Yet, the human rights crisis in the Occupied Palestinian Territories did not start on October 7 and will not end at the conclusion of this war. That’s why when CLAIHR President James Yap asked me to chair this working group, I had to say yes.

I come to this work in a number of ways. Being a lawyer, a Jewish person, a mother, and a feminist, I am unable to turn away from the human rights crisis in Occupied Palestine caused by decades of war, occupation and apartheid.

As a lawyer, I start from the basic overarching legal principle that human rights are universal and inalienable. That means that every person, regardless of race, gender, ethnicity, nationality or religion, possesses human rights inherently. We cannot take those rights away, we can only violate those rights. Palestinians are just as entitled to live with freedom, dignity, and equality, and to realize their rights to self-determination, as are any other group, including Israelis. 

I also know that legal orders are only as strong as their weakest link. We cannot claim to live in a human rights based legal order if human rights are ignored and downplayed when it is politically convenient. If the world does not recognize and uphold the human rights of Palestinians as recognized in international law, then the laws that enshrine those rights cease to be laws of general application. That creates a very dangerous reality for any group.

This means that in a very real sense, my freedom is tied up with the freedom of Palestinians. As a Jewish person, I am devastated by the ongoing tragedies taking place in the OPT at Israel’s hands, just as I am devastated by the loss of civilian life in Israel. I also know how to recognize systematic oppression and violence, having learned about the Holocaust throughout my life. We are now observing conduct and rhetoric that is chillingly similar to that used by the Nazis against Jews being used against Palestinians by Israel, the US and their allies. Finally, I know that Jews, like other groups, are at risk when we start bending the rules of human rights for the “wrong people”. In that sense, Palestinian rights are everyone’s rights.

Third, I have spent my life and my career advocating for women’s equality. I know that in wars, women suffer unique gendered harms including sexual and reproductive violence. As a feminist, I hold dear the 1970s slogan, no woman is free until all women are free. 

Finally, and most critically, I come to this work as a mother. No parent can look away from the innocent faces of Palestinian children, who have lost their families, their homes, their limbs and their lives. I know that in another decade, it could have been my children suffering under genocide as the world looked away.

Amid the horrors on full display to the world, Canada actively supports Israel’s human rights abuses in violation of international law. Canada exports over $20-million worth of arms to Israel annually and it routinely casts votes in favour of Israel and its rights abuses in international fora such as the UN.  Canada provides economic, political and military support to its operations in Israel and in the OPTs.

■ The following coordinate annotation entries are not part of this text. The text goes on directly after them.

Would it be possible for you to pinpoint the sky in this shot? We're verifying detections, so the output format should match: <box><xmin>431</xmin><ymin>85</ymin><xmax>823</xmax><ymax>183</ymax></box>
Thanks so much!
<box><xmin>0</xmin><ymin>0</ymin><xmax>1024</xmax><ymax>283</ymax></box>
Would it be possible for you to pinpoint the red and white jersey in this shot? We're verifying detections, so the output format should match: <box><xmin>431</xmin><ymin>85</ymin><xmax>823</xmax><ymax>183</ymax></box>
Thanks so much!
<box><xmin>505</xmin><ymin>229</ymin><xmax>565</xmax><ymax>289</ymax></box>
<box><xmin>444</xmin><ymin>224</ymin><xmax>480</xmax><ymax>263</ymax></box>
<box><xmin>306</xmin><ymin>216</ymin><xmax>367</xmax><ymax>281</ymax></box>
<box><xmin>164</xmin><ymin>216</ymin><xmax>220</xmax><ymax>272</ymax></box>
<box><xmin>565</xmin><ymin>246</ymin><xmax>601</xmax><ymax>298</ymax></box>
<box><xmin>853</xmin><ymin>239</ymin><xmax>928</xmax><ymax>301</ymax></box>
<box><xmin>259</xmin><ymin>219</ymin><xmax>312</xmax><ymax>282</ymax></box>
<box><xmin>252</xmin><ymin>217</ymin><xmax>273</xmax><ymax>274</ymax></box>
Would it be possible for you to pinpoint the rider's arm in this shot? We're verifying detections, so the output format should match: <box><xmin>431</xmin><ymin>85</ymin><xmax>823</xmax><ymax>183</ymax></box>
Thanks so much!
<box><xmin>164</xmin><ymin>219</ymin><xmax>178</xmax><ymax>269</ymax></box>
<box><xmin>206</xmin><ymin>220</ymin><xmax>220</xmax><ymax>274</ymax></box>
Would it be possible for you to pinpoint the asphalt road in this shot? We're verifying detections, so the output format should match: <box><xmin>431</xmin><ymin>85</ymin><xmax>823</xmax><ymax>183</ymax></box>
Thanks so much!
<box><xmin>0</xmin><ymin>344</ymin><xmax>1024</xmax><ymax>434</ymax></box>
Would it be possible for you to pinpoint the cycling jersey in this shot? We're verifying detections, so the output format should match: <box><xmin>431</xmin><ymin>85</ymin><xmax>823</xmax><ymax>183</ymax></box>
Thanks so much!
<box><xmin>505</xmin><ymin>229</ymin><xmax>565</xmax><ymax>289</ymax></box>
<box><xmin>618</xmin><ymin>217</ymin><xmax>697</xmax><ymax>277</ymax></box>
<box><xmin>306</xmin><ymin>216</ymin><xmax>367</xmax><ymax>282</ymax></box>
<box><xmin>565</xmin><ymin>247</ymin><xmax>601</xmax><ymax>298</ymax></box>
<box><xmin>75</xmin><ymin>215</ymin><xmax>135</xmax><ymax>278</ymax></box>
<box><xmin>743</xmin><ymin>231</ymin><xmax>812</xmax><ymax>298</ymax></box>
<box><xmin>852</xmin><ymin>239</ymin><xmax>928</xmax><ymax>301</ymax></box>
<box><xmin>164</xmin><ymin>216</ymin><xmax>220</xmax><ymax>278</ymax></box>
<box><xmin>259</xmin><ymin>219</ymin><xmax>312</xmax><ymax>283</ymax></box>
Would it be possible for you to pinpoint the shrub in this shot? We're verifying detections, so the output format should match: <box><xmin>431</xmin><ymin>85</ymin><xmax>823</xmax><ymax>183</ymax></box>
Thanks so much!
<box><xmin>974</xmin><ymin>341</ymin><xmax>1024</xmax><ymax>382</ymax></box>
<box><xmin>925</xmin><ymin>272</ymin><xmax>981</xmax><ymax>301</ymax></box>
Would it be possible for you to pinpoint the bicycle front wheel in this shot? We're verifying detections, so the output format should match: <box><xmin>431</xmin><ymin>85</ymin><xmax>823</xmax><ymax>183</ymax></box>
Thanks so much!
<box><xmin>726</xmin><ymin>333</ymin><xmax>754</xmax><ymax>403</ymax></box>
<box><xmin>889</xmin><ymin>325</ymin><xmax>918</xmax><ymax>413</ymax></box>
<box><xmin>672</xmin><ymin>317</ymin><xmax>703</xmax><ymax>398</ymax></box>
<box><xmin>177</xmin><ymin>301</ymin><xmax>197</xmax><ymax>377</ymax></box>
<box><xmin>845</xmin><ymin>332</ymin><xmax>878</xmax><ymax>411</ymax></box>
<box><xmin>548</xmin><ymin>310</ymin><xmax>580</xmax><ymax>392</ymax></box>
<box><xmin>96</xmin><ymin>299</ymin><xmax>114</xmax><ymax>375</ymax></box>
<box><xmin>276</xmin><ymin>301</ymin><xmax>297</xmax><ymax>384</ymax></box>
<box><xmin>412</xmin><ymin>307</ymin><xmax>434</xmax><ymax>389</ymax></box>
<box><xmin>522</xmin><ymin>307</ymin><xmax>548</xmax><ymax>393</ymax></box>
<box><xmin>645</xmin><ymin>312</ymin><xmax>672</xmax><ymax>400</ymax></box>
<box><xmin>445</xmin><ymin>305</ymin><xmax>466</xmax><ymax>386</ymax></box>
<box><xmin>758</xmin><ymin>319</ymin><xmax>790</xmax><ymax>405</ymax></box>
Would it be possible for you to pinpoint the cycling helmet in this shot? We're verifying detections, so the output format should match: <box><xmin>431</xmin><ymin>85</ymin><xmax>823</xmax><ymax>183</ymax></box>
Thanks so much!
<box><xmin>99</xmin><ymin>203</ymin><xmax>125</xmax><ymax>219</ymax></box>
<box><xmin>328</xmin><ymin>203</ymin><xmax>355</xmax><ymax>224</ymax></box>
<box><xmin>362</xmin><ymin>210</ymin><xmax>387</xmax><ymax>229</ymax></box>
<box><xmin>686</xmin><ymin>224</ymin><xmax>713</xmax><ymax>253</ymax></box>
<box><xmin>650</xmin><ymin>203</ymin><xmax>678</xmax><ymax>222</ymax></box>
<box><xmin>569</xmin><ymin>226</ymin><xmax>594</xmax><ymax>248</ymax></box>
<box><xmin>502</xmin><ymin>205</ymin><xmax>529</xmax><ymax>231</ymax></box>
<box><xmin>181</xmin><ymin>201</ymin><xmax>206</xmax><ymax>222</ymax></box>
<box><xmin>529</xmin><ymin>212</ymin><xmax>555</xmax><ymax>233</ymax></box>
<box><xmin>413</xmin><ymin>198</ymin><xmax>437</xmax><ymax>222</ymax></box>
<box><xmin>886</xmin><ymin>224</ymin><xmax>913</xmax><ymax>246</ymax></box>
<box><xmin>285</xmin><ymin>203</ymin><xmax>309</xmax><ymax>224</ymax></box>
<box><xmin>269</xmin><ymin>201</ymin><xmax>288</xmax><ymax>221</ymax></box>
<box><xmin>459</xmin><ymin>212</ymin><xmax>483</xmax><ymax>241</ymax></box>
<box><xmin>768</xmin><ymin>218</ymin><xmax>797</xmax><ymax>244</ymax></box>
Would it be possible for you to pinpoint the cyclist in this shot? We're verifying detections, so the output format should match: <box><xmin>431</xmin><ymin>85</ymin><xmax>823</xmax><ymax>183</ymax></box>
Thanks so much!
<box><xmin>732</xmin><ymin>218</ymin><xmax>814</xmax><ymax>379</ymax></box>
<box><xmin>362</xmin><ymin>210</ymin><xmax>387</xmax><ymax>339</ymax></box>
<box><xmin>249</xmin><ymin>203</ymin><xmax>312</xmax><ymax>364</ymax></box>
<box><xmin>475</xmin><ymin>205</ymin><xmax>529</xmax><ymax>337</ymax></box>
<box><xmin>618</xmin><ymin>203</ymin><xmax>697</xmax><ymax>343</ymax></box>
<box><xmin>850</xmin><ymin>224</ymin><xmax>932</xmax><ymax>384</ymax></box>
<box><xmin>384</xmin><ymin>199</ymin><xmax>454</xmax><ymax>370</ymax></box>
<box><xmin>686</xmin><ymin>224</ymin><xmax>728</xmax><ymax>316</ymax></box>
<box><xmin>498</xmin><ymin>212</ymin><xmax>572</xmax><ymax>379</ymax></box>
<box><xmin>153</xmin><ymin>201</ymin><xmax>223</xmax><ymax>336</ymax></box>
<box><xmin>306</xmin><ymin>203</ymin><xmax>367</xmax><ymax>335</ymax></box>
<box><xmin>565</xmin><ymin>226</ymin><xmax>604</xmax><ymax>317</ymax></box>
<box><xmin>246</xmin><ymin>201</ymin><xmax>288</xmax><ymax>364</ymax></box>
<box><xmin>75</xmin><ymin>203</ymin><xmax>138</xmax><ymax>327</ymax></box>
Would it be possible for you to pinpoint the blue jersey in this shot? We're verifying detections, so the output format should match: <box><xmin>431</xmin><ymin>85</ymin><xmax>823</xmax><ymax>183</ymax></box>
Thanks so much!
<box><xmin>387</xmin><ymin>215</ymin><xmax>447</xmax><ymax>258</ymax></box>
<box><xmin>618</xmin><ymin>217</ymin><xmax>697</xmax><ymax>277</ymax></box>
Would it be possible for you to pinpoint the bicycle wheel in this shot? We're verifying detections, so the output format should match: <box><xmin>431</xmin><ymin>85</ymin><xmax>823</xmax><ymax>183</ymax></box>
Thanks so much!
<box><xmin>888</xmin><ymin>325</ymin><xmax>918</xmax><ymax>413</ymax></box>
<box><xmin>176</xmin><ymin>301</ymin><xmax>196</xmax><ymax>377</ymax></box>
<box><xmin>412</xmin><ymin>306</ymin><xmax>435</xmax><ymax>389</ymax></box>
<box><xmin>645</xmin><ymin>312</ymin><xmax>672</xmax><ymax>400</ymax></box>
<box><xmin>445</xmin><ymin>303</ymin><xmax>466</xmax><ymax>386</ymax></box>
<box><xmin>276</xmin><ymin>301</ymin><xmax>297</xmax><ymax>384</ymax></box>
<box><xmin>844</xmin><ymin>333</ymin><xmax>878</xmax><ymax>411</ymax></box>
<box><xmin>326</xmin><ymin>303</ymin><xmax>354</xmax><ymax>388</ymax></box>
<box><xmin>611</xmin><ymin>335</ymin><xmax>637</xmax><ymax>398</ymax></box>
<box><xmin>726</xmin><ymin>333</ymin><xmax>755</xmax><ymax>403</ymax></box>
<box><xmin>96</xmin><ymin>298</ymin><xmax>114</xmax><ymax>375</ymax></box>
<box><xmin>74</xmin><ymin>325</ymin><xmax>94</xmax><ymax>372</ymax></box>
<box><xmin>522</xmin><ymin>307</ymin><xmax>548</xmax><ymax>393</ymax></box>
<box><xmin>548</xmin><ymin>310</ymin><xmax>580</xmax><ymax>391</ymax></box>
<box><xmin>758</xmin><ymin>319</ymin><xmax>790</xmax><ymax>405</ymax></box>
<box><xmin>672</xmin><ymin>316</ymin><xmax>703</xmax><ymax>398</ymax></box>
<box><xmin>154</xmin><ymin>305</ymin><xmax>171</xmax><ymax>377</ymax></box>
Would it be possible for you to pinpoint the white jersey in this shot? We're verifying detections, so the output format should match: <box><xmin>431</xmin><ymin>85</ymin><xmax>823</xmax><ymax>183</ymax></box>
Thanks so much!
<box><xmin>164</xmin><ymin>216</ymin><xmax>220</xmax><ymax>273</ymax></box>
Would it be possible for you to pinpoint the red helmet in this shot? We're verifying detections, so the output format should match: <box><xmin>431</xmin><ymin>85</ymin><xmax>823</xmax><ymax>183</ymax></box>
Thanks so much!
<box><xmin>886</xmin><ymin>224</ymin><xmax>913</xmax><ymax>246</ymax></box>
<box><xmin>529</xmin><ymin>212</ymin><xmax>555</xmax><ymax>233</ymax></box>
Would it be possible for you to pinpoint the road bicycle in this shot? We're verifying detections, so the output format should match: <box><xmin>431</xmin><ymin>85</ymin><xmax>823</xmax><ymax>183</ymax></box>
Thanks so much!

Canada has rightly condemned Hamas’ actions on October 7, but has failed in its obligations to defend the rights of Palestinians, as well.

Despite its many flaws, international human rights law can be a powerful tool to bring some measure of accountability to otherwise unrestrained state conduct. As South Africa’s case against Israel at the International Court of Justice shows, international human rights law provides a powerful means to cast aside all rhetoric and judge disputes before the entire international community in an orderly manner according to universal legal standards that are agreed to in advance. Simply put, international human rights law matters.

For that reason, I am proud to chair CLAIHR’s Israel Palestine Working Group, and to lead this formidable group of experts in our legal advocacy for human rights for Israelis and Palestinians.